KISS-IMU: Self-supervised Inertial Odometry with Motion-balanced Learning and Uncertainty-aware Inference
Jiwon Choi, Hogyun Kim, Geonmo Yang, Juhui Lee, Younggun Cho

TL;DR
KISS-IMU introduces a self-supervised inertial odometry method that leverages LiDAR-based supervision and adaptive learning techniques to improve robustness and generalization without relying on ground truth data.
Contribution
It proposes a novel self-supervised framework for inertial odometry that uses LiDAR for supervision and incorporates motion-balanced training and uncertainty-aware inference.
Findings
Effective in diverse real-world scenarios including quadruped robots
Eliminates dependence on ground truth data for training
Demonstrates robustness and adaptability across various motion patterns
Abstract
Inertial measurement units (IMUs), which provide high-frequency linear acceleration and angular velocity measurements, serve as fundamental sensing modalities in robotic systems.
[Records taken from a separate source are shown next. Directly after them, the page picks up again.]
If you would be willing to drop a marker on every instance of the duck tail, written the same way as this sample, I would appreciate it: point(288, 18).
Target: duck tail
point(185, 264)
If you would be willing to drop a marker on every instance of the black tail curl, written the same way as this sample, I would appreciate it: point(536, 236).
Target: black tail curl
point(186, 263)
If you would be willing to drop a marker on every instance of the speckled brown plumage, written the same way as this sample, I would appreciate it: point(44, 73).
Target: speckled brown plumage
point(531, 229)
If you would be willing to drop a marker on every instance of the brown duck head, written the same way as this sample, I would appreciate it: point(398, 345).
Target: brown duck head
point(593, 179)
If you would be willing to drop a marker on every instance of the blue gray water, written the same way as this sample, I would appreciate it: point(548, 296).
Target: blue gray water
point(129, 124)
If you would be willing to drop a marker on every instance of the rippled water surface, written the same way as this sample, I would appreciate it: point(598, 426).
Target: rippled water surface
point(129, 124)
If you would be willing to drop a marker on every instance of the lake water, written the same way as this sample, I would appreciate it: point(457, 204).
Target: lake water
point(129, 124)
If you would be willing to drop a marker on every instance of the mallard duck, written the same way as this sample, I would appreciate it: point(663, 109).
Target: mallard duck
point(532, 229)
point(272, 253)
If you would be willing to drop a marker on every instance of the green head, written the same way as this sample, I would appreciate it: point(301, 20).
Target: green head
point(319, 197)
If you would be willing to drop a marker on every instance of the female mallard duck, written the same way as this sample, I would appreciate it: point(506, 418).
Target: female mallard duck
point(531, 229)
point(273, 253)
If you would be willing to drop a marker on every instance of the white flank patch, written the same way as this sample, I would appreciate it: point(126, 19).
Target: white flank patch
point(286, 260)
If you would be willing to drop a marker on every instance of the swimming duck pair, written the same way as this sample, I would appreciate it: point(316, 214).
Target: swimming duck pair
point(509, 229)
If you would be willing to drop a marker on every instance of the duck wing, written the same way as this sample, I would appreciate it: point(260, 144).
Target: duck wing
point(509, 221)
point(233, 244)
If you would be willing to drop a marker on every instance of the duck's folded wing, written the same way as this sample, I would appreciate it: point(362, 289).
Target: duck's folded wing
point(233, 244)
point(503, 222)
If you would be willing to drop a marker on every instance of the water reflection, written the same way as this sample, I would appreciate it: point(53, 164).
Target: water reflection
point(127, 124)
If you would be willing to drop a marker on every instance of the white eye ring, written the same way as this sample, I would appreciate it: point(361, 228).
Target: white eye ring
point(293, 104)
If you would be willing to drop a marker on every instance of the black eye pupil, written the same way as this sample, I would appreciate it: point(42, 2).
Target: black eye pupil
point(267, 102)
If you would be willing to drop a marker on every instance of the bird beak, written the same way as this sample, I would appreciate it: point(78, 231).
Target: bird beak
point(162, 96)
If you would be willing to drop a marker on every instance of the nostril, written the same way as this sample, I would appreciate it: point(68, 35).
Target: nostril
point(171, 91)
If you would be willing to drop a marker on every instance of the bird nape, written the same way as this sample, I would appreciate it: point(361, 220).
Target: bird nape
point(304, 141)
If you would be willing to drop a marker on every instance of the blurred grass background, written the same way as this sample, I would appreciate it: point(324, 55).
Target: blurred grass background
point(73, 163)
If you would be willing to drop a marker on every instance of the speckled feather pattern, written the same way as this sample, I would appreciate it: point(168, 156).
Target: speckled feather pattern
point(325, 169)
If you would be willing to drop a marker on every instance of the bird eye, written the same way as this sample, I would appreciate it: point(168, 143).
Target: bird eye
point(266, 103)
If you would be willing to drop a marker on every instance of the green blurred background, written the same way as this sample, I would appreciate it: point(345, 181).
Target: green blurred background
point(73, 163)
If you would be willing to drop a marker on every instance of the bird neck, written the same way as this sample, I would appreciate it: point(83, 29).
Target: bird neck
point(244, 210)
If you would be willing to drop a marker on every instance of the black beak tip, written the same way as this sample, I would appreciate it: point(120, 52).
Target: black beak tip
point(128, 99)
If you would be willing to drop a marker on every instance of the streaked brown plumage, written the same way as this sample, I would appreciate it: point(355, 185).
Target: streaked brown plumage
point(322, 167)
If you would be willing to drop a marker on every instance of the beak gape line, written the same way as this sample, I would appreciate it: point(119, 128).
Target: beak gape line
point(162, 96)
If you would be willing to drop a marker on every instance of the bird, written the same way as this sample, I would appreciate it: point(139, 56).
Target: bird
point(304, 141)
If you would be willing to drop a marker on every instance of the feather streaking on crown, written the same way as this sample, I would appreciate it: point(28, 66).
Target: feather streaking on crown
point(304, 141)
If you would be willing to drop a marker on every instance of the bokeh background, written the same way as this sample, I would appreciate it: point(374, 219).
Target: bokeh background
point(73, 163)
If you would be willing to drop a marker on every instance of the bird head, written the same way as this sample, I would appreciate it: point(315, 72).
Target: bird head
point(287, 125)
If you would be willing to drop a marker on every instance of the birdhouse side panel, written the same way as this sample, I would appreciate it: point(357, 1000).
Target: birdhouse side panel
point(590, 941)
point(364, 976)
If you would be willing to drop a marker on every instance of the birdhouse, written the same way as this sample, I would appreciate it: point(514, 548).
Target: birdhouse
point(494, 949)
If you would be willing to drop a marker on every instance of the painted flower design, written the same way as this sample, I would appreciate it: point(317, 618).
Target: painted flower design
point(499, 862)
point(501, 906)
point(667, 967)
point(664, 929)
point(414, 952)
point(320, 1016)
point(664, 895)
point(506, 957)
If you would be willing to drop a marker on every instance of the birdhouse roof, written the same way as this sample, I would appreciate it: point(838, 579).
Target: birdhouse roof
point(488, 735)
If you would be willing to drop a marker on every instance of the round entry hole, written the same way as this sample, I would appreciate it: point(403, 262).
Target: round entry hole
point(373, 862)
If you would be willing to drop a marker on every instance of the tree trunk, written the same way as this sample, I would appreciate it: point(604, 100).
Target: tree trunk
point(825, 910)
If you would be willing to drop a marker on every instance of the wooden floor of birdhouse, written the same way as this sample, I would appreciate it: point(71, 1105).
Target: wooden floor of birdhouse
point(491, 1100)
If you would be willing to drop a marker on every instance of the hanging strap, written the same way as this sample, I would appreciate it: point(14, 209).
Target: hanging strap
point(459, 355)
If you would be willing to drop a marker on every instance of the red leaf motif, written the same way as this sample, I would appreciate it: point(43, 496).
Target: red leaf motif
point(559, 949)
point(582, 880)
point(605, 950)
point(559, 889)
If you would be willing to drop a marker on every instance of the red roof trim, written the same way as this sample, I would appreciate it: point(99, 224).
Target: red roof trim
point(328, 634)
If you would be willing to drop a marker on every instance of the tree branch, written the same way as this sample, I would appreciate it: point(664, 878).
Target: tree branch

Recent advances in deep neural networks have led to remarkable progress in inertial odometry. However, the heavy reliance on ground truth data during training fundamentally limits scalability and generalization to unseen and diverse environments. We propose KISS-IMU, a novel self-supervised inertial odometry framework that eliminates ground truth dependency by leveraging simple LiDAR-based ICP registration and pose graph optimization as a supervisory signal. Our approach embodies two key principles: keeping the IMU stable through motion-aware balanced training and keeping the IMU strong through uncertainty-driven adaptive weighting during inference. To evaluate performance across diverse motion patterns and…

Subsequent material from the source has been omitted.